The use of POCUS in neonatal and pediatric critical care is increasing and is a valuable addition to other clinical tools. Clinician use of POCUS is different than a specialist’s in-depth diagnostic study, because it can be performed and interpreted by the same non-specialized provider, be rapidly implemented in the current clinical setting, and repeated to identify any changes. POCUS can provide information that can be combined with clinical and laboratory data to enable timely and accurate decisions.

Panelists disagreed on two indications regarding endocarditis and hypertrophic pyloric stenosis, which should be diagnosed by a detailed ultrasonography and performed by an expert pediatric cardiologist or radiologist. The role of POCUS for these indications is not clear, but in general, the role of ultrasound remains important.

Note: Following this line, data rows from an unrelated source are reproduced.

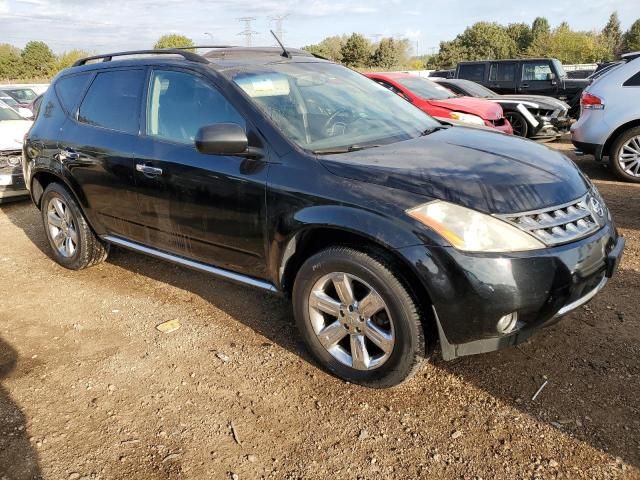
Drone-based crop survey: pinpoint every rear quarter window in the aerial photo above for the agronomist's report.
[78,70,145,134]
[55,73,93,115]
[458,63,486,82]
[622,72,640,87]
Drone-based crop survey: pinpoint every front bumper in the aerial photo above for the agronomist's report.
[401,223,624,360]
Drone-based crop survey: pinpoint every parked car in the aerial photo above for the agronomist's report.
[571,57,640,183]
[429,68,456,78]
[0,100,32,203]
[24,47,624,387]
[433,78,571,141]
[455,58,590,118]
[0,92,33,119]
[366,73,513,134]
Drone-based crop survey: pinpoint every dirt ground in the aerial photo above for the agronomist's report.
[0,137,640,480]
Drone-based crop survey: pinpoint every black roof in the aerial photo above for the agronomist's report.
[73,45,315,67]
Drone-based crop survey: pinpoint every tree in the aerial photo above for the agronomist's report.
[0,43,22,80]
[623,19,640,53]
[507,23,533,54]
[302,35,347,62]
[371,38,398,70]
[340,33,371,67]
[20,42,56,78]
[55,50,91,73]
[531,17,551,42]
[602,12,622,60]
[153,33,193,49]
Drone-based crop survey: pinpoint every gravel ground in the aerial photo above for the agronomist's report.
[0,137,640,480]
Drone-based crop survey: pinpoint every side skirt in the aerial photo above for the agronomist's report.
[101,235,278,293]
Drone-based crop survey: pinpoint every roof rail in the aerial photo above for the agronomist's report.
[73,47,209,67]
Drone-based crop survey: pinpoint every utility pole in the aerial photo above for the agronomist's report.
[238,17,258,47]
[269,13,289,43]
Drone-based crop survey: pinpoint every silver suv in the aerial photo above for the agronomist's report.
[571,52,640,183]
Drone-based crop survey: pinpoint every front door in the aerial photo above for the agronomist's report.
[58,69,146,241]
[135,69,267,278]
[489,62,518,95]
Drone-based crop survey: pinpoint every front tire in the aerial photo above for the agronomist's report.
[609,127,640,183]
[40,183,109,270]
[293,247,426,388]
[504,112,529,138]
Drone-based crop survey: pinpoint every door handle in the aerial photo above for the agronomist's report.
[58,148,80,162]
[136,163,162,177]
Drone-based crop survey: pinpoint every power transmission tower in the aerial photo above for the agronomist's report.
[238,17,258,47]
[269,13,289,42]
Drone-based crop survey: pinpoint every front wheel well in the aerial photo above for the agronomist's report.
[281,227,438,350]
[602,119,640,157]
[31,172,66,208]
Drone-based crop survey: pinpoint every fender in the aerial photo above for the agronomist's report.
[268,205,425,288]
[27,158,105,235]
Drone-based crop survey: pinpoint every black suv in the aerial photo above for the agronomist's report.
[455,58,590,118]
[24,48,624,387]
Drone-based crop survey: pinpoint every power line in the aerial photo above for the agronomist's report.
[238,17,258,47]
[269,13,289,42]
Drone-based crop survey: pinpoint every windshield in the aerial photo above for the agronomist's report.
[229,62,440,153]
[394,77,455,100]
[2,88,38,103]
[0,100,24,121]
[460,81,497,98]
[553,60,567,78]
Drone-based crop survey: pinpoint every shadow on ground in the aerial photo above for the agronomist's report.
[0,338,42,480]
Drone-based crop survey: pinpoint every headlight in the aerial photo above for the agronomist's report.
[407,200,546,252]
[449,112,484,125]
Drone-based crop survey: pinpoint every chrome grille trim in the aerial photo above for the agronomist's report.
[495,193,604,246]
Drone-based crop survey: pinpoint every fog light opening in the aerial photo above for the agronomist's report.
[497,312,520,334]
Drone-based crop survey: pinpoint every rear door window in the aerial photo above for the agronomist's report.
[458,63,486,82]
[489,63,516,82]
[78,70,145,134]
[55,72,93,114]
[522,62,553,82]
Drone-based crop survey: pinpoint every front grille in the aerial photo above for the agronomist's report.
[499,194,605,246]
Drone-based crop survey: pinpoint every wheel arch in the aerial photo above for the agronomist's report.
[278,224,438,349]
[602,119,640,157]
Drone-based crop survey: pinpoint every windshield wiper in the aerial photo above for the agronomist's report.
[313,143,380,155]
[420,125,449,137]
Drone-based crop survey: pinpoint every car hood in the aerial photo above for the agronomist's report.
[0,120,33,150]
[490,95,569,110]
[429,97,502,121]
[319,127,588,213]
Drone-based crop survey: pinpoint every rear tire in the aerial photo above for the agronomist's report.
[504,112,529,138]
[40,183,109,270]
[609,127,640,183]
[292,247,426,388]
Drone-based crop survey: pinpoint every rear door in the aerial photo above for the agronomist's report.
[57,68,146,240]
[489,62,518,95]
[518,60,558,96]
[135,68,267,277]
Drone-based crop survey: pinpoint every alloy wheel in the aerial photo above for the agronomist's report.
[309,272,395,370]
[618,135,640,177]
[47,197,78,258]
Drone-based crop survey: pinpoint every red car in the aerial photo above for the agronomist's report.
[366,73,513,135]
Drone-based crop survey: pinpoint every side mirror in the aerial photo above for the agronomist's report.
[195,123,262,157]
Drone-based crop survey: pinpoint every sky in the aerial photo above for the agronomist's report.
[0,0,640,54]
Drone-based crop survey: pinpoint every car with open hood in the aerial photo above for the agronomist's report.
[24,47,624,388]
[366,73,513,134]
[0,100,32,203]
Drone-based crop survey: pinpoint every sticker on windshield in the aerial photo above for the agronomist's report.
[233,74,289,98]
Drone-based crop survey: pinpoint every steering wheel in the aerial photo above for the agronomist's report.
[323,108,353,131]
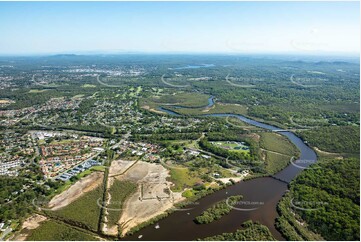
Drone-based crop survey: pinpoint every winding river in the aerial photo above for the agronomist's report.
[125,97,317,240]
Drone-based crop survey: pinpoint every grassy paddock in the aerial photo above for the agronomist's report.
[27,220,98,241]
[48,186,103,231]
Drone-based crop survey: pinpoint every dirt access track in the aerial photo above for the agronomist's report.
[115,161,184,235]
[48,172,104,210]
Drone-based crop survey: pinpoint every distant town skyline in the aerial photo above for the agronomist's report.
[0,1,360,55]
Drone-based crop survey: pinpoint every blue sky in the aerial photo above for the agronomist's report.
[0,2,360,54]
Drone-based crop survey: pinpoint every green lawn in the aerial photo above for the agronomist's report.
[47,186,103,231]
[170,168,201,192]
[142,93,209,108]
[107,180,137,229]
[211,141,249,154]
[27,220,98,241]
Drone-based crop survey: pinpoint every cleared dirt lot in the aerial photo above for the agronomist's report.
[48,172,104,210]
[117,161,184,235]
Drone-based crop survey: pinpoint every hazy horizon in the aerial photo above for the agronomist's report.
[0,2,360,55]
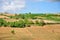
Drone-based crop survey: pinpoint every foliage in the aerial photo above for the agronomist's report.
[0,18,8,26]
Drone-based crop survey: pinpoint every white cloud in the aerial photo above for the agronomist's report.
[33,0,60,2]
[2,0,25,11]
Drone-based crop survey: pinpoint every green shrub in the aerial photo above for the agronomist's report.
[36,20,45,26]
[11,30,15,34]
[0,18,8,26]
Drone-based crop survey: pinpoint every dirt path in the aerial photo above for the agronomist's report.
[0,24,60,40]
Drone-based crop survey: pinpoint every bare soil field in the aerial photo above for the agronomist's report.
[0,24,60,40]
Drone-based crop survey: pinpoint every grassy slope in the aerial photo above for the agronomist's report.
[0,24,60,40]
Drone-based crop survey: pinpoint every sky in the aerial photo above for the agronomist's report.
[0,0,60,13]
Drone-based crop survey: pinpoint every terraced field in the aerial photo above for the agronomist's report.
[0,24,60,40]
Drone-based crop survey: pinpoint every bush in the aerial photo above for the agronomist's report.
[11,30,15,34]
[36,20,45,26]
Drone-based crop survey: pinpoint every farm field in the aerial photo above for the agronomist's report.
[0,13,60,40]
[0,24,60,40]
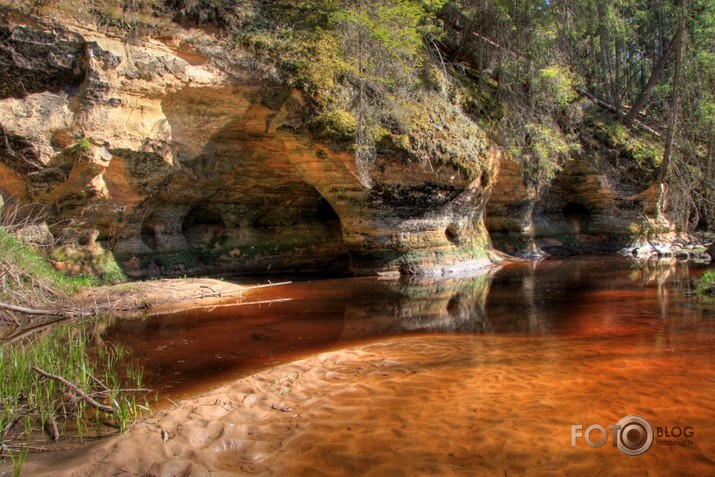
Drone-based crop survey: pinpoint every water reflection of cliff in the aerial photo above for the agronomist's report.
[102,257,715,398]
[343,269,496,339]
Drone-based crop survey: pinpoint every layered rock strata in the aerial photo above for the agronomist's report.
[0,12,495,276]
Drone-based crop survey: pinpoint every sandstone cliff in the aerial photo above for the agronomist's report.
[0,4,496,276]
[0,3,680,277]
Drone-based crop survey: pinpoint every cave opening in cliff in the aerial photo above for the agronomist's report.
[181,205,226,248]
[561,202,591,233]
[318,197,340,222]
[444,224,459,244]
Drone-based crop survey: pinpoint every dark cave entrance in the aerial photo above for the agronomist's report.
[562,202,591,233]
[181,205,226,248]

There are still variations in clinical practice regarding indications, training and clinical governance. The guidelines subdivided POCUS recommendations based on estimated training required for their use. The scope of practice for these guidelines were developed for the targeted use of ultrasound in neonatal and pediatric critical care units by neonatologists or pediatric intensivists, as well as by emergency providers. All ages of neonates and children are covered for most of the diagnostic (heart, lungs, brain and abdomen) and procedural (line placement and fluid drainage) applications.

For cardiac POCUS in neonates, it should not be used as a screening or diagnostic tool for congenital heart defects. Patients suspected of critical congenital heart defects should be quickly referred to a pediatric cardiologist. Nonetheless, in an emergency setting, it can still identify some life-threatening conditions, enabling the provider to deliver real-time lifesaving interventions.

The guidelines are not prescriptive, but can help standardize clinical practice across acute care settings. While not a training statement, the guidelines may help develop POCUS curriculum and structured training programs.

POCUS was already increasingly being used despite the lack of published evidence-based guidelines for use in neonatal and pediatric critical care. These new guidelines provide the basis for use in this setting and guide future research and may help standardize clinical practice and strengthen clinical governance.